Once the site of a mud bath, Gellert uses water suffused with carbonic gases from a neighbouring hill. Records dating back to the 15th century refer to the existence of these “miraculous” springs, though the bath itself didn’t open till 1918. Gellert also captures the innovation of the early 20th century – its outdoor wave pool made its debut in 1927.
Head around the side of Gellert Hill along the Danube to the historic Rudas Thermal Bath, which was built in the 16th century. Pinpricks of light filter through the cupola’s skylights, casting multicoloured reflections on the octagonal pool. A modern wellness centre was recently added to the complex. This Ottoman bath is popular among tourists and locals alike. Until recently, Rudas had been a male-only spa since 1936. Now, weekends are co-ed, and Tuesdays are reserved exclusively for women.
Built on the grounds of a hospital a short walk from Lukacs and hidden behind a glass wall, Veli Bej Bath is a place you’ll find only if you know where to look. Although recently renovated, echoes of its Ottoman past lie in details such as its stones inscribed with Arabic script. You won’t find the crowds here.

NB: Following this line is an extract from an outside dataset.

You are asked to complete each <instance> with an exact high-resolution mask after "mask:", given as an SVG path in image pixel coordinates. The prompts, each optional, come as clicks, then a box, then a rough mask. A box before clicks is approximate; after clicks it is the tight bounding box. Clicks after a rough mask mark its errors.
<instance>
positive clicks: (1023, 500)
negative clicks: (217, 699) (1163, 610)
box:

It isn’t listed in the official bath network, and entry is restricted to 80 people at a time.
For a true local’s choice, head to Dandar Thermal Bath in Budapest’s ninth District, next to the Zwack Unicum Factory, where Hungary’s famous herbal bitters are made. Dandar has a proletariat charm. Surrounded by residential flats on either side, it feels like someone’s backyard. You won’t hear a single word of English spoken, since the majority of its clientele are older Hungarians who come here to soak on a regular basis. Think of it as a no-frills bar where everyone knows one another.
The indoor pool is nearly full even on weekday mornings, when its regular patrons gather to gossip. There is a small additional charge for its outdoor pools, which are also heated to the usual 36 to 38 deg C, making them pleasant to soak in, even in winter.